Citing privacy concerns, Gov. Jay Inslee vetoed a drone bill Friday and announced he is temporarily banning all state agencies from purchasing or using drones for the next 15 months except during emergencies or natural disasters.
“I’m very concerned about the effects of this new technology on our citizens’ right to privacy,” Inslee said before vetoing a bill that would have put restrictions on how public agencies are allowed to use drones.
House Bill 2789 would have required public agencies such as police departments to obtain a warrant before using a drone, except during emergencies when there is immediate danger of death or injury. It also would have allowed drones to be used for training, testing, wildlife and environmental monitoring.
Calling it “one of the most complex bills” his office has analyzed, Inslee said the measure contained too many ambiguities. In particular, he said the bill has conflicting provisions on the “disclosure and destruction” of personal information collected by the drones.
Inslee said his office will create a task force to study the issue and come up with a new drone bill for the 2015 legislative session. He said he is calling for legislation that provides a “clear and unambiguous” framework for government use of drones.
One of the drone bill’s sponsors, Rep. Jeff Morris, D-Mount Vernon, released a statement saying he was disappointed the governor vetoed a “well-worked, forward-looking” bill that was intended to “protect citizens from being spied on by their government without legal approval.”
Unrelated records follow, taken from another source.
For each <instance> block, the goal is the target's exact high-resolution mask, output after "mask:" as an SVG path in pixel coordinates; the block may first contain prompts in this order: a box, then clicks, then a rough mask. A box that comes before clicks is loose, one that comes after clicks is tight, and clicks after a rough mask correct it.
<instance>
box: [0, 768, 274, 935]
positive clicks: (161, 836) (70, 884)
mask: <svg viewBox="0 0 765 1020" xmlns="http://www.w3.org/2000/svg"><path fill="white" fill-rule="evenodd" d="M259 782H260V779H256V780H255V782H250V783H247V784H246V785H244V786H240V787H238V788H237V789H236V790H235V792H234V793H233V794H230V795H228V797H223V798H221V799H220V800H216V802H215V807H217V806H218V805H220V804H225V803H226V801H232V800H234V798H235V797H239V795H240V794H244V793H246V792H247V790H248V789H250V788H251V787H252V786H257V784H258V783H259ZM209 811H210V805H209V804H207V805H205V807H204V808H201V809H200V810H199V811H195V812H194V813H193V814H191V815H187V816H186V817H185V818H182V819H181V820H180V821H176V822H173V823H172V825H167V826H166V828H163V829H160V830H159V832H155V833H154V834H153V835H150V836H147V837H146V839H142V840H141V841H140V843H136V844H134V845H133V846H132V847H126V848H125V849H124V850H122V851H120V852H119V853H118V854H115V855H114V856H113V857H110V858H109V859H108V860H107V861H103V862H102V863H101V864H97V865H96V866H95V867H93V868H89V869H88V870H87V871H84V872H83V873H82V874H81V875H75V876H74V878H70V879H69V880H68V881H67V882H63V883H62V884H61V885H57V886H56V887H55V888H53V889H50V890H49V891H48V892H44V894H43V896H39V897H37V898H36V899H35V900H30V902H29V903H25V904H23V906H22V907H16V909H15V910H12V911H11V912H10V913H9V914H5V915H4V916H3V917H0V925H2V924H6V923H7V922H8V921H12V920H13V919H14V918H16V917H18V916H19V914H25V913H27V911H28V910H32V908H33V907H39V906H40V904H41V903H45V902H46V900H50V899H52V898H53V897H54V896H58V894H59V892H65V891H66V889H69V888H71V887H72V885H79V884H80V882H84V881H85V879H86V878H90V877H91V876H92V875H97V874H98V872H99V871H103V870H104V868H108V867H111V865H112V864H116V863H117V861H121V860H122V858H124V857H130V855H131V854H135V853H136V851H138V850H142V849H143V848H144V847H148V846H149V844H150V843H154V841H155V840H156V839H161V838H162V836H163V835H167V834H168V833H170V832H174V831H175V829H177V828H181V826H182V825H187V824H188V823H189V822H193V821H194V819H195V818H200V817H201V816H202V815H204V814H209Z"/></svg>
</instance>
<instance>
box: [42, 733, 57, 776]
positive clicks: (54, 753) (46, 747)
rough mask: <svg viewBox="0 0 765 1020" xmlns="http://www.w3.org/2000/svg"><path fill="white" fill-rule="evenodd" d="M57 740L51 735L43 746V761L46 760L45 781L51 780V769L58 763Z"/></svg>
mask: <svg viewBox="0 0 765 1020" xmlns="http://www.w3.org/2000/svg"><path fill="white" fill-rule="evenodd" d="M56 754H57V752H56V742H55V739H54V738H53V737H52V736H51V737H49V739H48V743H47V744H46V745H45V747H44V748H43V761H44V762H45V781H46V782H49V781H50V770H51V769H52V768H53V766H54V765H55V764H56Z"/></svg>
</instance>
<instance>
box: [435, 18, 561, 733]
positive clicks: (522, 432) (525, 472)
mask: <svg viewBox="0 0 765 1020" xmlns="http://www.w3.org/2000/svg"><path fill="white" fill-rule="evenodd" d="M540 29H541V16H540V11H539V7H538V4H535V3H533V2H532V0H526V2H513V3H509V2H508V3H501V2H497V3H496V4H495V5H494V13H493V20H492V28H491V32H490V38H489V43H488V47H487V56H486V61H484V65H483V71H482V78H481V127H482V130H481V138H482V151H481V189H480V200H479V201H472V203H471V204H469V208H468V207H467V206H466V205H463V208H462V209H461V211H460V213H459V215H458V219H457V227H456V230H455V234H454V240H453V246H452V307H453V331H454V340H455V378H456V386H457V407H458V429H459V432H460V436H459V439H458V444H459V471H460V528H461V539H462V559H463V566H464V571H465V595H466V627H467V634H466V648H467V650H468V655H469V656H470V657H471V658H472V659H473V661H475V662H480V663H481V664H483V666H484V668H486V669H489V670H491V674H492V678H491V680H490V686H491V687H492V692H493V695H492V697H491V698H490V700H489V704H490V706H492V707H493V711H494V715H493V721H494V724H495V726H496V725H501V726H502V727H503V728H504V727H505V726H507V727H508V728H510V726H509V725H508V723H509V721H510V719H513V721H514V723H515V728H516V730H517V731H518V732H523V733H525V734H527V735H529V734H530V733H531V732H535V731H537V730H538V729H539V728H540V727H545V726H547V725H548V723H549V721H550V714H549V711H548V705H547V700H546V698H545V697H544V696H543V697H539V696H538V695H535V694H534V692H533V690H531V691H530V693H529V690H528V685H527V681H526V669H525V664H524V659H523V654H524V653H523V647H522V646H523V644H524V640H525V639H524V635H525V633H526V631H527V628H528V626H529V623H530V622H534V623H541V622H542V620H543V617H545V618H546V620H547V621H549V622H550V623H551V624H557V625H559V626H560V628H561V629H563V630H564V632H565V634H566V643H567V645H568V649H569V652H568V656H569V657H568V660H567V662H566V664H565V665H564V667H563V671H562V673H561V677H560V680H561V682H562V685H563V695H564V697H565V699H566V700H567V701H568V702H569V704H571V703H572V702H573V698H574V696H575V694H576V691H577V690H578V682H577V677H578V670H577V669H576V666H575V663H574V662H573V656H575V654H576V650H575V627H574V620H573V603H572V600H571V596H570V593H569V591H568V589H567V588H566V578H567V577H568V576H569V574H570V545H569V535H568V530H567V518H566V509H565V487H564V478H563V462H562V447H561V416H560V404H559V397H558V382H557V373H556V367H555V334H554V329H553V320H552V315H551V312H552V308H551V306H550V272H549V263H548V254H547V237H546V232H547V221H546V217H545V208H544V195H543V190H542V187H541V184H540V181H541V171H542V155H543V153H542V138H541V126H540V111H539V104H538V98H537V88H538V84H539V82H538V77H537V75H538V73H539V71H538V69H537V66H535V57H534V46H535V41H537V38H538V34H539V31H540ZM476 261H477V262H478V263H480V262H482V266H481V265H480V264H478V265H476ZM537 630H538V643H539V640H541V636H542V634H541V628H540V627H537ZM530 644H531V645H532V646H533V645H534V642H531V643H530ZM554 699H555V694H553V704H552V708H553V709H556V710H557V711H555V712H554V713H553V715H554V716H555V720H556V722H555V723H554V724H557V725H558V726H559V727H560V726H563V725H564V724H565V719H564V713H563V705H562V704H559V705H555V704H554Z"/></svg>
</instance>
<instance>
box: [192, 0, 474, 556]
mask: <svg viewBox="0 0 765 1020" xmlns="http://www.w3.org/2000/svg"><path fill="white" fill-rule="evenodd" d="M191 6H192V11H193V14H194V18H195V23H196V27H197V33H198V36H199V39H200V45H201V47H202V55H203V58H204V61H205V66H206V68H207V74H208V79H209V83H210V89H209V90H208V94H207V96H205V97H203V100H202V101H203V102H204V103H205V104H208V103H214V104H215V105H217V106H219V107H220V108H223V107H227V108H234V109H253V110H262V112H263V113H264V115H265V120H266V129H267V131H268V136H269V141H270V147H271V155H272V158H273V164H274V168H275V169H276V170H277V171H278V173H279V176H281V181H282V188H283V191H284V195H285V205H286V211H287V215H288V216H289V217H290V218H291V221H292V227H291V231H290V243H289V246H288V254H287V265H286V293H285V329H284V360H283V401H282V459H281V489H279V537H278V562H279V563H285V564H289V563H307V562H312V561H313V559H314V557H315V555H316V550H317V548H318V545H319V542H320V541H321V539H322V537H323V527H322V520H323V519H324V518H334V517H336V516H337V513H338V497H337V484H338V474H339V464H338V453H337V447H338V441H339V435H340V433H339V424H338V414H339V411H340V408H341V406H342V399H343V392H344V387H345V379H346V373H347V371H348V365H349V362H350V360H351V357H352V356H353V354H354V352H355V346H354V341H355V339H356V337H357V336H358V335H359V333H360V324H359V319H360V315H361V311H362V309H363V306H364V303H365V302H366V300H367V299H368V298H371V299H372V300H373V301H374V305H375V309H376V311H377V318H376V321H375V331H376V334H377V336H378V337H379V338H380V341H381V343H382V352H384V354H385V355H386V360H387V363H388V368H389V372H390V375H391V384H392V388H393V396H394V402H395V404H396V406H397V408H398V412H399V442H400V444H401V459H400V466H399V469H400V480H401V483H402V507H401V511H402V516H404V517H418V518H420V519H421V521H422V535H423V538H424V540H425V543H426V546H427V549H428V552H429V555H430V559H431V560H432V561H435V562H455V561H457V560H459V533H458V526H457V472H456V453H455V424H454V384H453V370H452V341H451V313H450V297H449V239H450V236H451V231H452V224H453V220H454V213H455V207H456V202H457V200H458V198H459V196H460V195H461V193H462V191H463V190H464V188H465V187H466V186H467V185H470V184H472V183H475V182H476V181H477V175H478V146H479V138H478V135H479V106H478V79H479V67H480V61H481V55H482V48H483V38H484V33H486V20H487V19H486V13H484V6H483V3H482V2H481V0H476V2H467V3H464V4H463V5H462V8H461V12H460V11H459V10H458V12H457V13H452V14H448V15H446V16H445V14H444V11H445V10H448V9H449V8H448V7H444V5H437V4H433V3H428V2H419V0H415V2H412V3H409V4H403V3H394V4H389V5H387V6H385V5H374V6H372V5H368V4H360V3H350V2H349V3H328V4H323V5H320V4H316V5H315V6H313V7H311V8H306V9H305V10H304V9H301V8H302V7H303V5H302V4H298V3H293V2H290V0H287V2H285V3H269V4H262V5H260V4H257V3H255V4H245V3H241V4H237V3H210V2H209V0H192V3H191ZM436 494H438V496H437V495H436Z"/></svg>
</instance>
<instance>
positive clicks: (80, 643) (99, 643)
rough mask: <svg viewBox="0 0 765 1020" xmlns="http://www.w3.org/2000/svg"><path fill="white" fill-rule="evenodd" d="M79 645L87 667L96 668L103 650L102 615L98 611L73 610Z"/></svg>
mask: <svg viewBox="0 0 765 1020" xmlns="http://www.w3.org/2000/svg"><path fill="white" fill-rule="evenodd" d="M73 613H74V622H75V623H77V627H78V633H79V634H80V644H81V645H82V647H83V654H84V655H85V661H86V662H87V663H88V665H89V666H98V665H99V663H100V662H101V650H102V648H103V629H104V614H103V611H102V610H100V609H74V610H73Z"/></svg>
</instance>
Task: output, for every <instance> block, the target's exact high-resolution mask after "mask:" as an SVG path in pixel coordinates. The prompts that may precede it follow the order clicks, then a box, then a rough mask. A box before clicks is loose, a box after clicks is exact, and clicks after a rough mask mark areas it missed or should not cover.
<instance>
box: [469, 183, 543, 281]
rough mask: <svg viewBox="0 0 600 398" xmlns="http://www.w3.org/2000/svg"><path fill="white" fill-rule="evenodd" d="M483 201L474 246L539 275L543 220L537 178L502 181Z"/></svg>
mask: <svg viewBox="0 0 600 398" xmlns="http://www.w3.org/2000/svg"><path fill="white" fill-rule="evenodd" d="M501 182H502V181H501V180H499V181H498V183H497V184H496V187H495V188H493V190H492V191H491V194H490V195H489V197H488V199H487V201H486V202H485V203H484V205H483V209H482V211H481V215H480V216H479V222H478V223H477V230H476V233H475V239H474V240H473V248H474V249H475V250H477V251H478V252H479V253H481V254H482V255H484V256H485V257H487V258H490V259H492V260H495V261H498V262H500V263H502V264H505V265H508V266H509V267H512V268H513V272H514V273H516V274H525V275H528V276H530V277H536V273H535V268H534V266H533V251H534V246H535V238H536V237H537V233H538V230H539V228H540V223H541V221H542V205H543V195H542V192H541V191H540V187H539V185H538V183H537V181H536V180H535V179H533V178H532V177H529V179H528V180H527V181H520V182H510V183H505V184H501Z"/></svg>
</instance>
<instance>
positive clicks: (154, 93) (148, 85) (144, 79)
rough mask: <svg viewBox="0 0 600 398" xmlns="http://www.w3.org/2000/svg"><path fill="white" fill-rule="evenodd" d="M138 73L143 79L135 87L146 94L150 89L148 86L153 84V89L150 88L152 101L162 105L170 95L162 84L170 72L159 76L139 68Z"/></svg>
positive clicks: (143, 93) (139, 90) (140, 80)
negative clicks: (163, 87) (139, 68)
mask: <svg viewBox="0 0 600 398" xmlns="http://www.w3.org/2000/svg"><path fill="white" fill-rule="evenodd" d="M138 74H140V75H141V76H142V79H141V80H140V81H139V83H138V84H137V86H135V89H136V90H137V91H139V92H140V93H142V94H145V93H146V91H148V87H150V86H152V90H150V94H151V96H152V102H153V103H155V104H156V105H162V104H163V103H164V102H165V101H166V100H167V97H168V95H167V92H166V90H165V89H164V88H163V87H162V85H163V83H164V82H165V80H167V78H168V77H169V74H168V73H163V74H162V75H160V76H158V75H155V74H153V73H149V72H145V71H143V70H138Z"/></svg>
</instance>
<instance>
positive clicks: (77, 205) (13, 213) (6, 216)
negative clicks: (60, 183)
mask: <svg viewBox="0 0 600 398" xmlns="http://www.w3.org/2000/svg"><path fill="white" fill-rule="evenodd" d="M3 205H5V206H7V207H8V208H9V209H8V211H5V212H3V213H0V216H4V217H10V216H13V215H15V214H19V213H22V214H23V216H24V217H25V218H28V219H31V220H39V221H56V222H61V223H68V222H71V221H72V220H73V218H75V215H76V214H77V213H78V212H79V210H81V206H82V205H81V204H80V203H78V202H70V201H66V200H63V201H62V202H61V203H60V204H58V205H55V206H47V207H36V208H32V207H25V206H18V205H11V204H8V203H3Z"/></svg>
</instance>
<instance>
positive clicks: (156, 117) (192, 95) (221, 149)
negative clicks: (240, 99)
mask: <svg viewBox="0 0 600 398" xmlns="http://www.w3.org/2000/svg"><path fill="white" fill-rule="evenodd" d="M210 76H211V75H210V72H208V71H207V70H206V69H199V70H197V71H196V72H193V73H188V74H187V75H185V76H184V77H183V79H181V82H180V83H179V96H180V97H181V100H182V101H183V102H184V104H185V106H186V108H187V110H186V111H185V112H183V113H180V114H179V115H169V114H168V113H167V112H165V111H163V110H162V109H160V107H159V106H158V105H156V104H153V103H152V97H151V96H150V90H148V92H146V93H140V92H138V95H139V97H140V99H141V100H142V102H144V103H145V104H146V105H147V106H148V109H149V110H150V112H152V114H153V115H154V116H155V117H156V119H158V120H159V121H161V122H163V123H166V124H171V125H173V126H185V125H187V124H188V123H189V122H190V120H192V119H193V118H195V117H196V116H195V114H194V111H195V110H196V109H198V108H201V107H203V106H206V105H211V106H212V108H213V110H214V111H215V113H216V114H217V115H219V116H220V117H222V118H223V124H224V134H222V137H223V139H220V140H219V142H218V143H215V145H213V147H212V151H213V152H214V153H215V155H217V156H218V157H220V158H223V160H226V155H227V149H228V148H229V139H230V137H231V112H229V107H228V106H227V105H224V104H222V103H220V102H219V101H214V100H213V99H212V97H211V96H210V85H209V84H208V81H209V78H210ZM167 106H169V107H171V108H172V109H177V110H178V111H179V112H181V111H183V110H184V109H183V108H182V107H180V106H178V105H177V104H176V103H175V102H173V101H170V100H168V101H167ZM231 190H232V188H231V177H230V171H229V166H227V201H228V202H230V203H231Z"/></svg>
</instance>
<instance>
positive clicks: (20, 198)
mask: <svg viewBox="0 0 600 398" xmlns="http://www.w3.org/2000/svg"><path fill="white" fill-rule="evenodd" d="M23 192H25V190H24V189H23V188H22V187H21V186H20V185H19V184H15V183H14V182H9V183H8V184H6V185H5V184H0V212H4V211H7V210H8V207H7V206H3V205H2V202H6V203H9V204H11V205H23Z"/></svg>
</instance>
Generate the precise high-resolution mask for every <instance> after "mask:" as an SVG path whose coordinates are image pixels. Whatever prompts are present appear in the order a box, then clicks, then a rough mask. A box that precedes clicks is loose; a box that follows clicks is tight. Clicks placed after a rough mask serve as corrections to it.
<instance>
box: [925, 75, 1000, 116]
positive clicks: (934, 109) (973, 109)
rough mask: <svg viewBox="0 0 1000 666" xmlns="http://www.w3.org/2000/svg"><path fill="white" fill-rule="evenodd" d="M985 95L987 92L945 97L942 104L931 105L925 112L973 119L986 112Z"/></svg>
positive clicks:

“The measure passed both the House and the Senate with strong bipartisan support. It specifically permitted the use of drones for forest-fire surveillance, wildlife management, military training, and emergencies proclaimed by the governor, and it allowed development of the technology to continue,” Morris said. “It’s unfortunate that it’s so difficult to override a veto once regular session has ended. But I will continue working to ensure that we control technology – technology doesn’t control us.”